Осколки - страница 44

Шрифт
Интервал


– Что ты себе позволяешь?! Я вызову полицию, ты грабишь меня?

Дэниел вначале испугался, а потом подошел к ней. Начал хватать ее за руки и говорить:

– Успокойся, никто не грабит тебя, тебе показалась.

Элеонора, вырываясь, продолжала кричать, от опьянения проглатывая слова:

– Вор! Вор! Помогите!

У них завязалась борьба. Она набросилась на него, он вначале пытался остановить ее, а потом с фразой «Ах ты дрянная девчонка!» начал разрывать на ней платье, затем перевернул, прижал голову к дивану и начал насиловать ее, закрывая рот подушкой.
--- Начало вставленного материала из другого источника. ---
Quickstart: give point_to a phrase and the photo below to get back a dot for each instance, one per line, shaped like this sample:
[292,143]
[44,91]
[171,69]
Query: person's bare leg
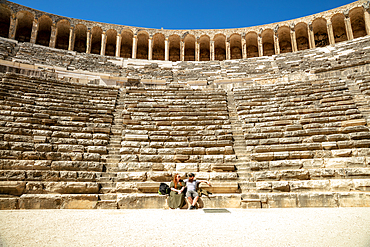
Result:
[195,201]
[190,200]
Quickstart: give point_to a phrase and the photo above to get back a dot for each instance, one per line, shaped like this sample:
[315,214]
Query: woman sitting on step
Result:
[177,195]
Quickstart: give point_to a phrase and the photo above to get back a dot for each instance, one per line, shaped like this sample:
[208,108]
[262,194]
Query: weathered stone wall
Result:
[327,28]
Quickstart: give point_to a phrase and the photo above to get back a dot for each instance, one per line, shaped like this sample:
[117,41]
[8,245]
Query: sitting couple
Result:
[177,186]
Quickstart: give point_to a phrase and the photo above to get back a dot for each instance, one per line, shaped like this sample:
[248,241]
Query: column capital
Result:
[366,6]
[260,31]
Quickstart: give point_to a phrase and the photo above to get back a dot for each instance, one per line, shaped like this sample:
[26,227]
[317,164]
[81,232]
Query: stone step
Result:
[107,204]
[108,197]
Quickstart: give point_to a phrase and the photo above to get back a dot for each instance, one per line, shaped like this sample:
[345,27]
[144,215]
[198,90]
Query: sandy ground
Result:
[265,227]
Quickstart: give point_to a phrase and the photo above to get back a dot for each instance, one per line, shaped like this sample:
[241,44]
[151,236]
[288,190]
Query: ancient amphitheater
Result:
[96,115]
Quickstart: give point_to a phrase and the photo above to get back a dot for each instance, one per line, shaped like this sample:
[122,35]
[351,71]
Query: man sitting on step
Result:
[191,193]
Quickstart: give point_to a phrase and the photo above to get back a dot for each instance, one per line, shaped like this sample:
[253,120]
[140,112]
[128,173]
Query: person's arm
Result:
[204,181]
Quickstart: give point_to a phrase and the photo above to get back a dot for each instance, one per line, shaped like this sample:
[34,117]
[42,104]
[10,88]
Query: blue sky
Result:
[189,14]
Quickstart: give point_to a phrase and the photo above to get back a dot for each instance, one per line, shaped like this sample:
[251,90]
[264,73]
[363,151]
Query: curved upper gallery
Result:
[29,25]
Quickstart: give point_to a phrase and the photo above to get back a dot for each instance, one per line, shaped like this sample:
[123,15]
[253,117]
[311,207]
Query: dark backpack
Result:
[164,189]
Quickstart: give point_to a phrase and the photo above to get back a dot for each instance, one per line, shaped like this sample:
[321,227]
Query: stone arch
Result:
[204,48]
[158,46]
[174,47]
[44,30]
[339,28]
[357,22]
[285,41]
[62,39]
[24,26]
[189,43]
[268,42]
[252,44]
[110,46]
[301,32]
[220,47]
[96,34]
[80,38]
[5,15]
[236,51]
[126,43]
[142,45]
[320,32]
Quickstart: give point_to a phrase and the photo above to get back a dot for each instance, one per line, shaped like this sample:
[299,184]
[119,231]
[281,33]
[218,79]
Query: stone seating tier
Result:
[307,144]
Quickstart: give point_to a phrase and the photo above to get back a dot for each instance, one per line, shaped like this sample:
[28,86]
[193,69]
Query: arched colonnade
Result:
[159,45]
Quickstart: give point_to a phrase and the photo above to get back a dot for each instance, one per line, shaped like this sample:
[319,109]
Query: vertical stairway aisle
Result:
[240,146]
[108,178]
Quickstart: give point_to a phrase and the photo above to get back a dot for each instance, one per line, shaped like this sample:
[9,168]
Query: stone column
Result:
[71,39]
[13,27]
[311,37]
[329,27]
[34,31]
[166,50]
[134,46]
[366,7]
[150,48]
[260,45]
[244,46]
[53,36]
[118,45]
[88,41]
[293,38]
[197,50]
[103,43]
[228,49]
[212,50]
[182,50]
[347,24]
[276,40]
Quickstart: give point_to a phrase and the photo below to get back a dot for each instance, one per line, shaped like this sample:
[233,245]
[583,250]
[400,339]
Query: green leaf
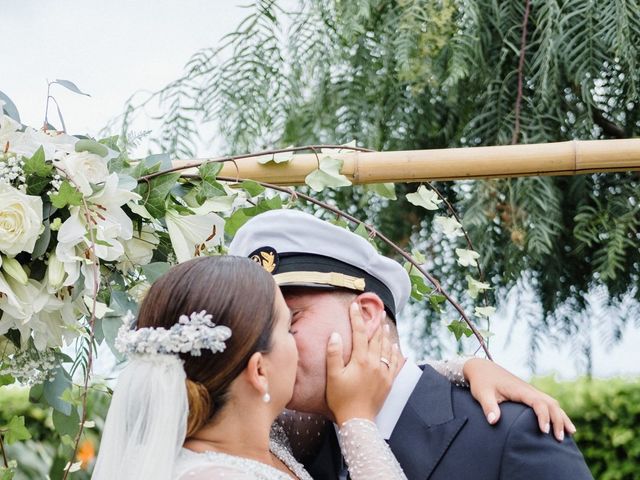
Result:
[240,217]
[154,195]
[460,328]
[425,198]
[70,86]
[9,107]
[252,188]
[328,175]
[54,389]
[15,431]
[36,165]
[362,231]
[6,473]
[155,270]
[67,195]
[435,300]
[385,190]
[66,424]
[210,170]
[42,244]
[91,146]
[6,380]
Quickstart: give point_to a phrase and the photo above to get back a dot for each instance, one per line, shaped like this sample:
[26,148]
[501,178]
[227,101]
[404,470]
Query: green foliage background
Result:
[606,414]
[416,74]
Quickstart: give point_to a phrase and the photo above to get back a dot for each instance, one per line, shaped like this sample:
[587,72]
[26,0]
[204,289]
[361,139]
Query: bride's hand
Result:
[491,384]
[359,389]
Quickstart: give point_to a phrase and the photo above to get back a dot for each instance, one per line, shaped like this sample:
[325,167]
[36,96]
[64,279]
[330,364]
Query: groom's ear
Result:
[372,310]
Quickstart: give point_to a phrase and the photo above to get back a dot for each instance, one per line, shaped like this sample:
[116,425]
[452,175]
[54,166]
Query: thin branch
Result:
[523,47]
[4,455]
[92,319]
[231,158]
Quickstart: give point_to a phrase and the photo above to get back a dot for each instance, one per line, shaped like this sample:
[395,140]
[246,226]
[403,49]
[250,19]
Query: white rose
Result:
[20,220]
[84,169]
[139,249]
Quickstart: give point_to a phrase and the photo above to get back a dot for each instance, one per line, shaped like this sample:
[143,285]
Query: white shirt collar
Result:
[402,388]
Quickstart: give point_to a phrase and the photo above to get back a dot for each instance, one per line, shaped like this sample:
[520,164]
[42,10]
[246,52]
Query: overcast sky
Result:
[112,49]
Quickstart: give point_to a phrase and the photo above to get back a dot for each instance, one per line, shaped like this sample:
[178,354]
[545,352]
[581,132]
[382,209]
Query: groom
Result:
[436,430]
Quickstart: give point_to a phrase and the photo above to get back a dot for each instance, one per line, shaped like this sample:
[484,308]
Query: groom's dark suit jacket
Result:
[442,434]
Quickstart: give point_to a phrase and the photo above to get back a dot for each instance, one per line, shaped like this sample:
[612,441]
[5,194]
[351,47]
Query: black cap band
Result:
[308,262]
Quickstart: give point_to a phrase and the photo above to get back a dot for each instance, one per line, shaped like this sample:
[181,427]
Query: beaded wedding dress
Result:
[366,454]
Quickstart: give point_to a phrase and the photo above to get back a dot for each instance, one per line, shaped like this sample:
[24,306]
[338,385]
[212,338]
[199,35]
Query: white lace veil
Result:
[147,421]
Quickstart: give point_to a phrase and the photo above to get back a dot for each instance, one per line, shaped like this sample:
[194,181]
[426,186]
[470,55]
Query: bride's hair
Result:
[239,294]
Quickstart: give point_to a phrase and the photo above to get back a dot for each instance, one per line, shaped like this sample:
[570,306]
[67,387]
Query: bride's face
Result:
[283,355]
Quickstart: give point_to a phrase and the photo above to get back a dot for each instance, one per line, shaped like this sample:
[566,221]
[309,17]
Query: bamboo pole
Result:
[563,158]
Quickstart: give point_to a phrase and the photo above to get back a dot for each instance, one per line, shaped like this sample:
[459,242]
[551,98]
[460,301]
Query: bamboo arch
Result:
[562,158]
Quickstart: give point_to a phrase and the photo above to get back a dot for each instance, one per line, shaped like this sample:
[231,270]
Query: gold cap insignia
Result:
[266,257]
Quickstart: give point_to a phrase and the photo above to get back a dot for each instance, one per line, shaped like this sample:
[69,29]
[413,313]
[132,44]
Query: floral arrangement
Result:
[85,230]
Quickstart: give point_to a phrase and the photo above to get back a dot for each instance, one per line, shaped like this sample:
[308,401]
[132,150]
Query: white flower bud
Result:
[13,268]
[55,272]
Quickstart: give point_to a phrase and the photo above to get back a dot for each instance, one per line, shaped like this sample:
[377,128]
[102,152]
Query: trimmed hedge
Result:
[607,416]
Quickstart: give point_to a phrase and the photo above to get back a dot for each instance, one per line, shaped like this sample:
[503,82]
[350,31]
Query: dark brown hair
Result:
[239,294]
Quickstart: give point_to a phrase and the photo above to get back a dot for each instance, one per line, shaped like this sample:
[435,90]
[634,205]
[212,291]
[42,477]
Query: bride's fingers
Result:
[375,346]
[358,332]
[395,359]
[385,350]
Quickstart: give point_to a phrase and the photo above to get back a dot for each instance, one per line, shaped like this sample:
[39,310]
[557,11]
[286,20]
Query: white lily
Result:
[448,225]
[192,234]
[467,258]
[139,249]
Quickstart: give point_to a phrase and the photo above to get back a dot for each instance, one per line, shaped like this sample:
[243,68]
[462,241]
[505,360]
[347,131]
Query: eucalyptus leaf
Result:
[42,244]
[460,328]
[155,270]
[9,107]
[252,188]
[54,389]
[67,195]
[328,175]
[385,190]
[66,424]
[15,430]
[70,86]
[91,146]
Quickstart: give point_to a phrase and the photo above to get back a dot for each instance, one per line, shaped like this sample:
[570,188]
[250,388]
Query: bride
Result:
[213,365]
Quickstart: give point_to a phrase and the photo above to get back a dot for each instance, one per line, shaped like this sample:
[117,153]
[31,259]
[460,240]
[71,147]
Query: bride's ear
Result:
[256,375]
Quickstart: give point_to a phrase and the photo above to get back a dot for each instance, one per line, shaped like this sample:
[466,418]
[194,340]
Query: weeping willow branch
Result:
[523,47]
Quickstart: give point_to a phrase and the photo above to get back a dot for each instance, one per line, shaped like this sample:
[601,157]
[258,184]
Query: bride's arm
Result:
[491,385]
[355,394]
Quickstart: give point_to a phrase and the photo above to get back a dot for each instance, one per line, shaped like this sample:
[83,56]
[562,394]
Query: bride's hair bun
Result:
[199,406]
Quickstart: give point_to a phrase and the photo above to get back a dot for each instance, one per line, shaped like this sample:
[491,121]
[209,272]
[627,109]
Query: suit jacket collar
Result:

– Ты сама напросилась! Ведешь себя, как последняя стерва, ты заслуживаешь такого обращения!

Элеонор кое-как вырвалась, подбежала к столу и схватила сервировочный нож. Рыдая взахлеб, она двумя руками подняла нож перед собой.

– Только попробуй подойти! Клянусь богом, я убью тебя, я убью тебя!

Дэниел, застегивая брюки, пытался успокоить ее, говорил, чтобы она опустила нож, но потом, поняв всю сложность сложившейся ситуации, резко выбежал из номера.

Элеонор еще минуту простояла на одном месте, рыдая и с силой сжимая в руках нож, затем, спотыкаясь и чуть не падая, побежала, закрыла дверь на засов, облокотилась на нее спиной, медленно скатилась на корточки и начала очень сильно рыдать. Она была абсолютно раздавлена, ей не хотелось жить. Алкогольный туман в голове создавал полный раздрай, она не понимала, что с ней происходит, почему мир такой жестокий. Не успела она влюбиться в Алекса, как он впал в кому, а теперь еще его друг напоил ее и изнасиловал.

«Я не хочу так дальше жить, почему я? За что мне все это?» Элеонора, свернувшись калачиком, пролежала возле двери до самого утра, мысли терзали ее всю ночь, она стонала и плакала. С утра она прогнала официанта, который принес ей завтрак в номер, ей не хотелось никого видеть, отвращение и апатия съедали ее изнутри. Она не пошла на работу, большую часть дня сходила с ума: она ходила, стонала, кричала, стучала ногами и руками об диван, рыдала и только ближе к вечеру смогла успокоиться.

Она целый час стояла под прохладным душем. Казалось, что она замедлила свое сердцебиение и все жизненные импульсы. Она была неподвижна – сторонний наблюдатель, увидев ее, явно сказал бы, что он видит перед собой не живую, а всего лишь очеловеченную куклу. Только лишь глаза выдавали ее: она очень часто зажмуривалась и моргала.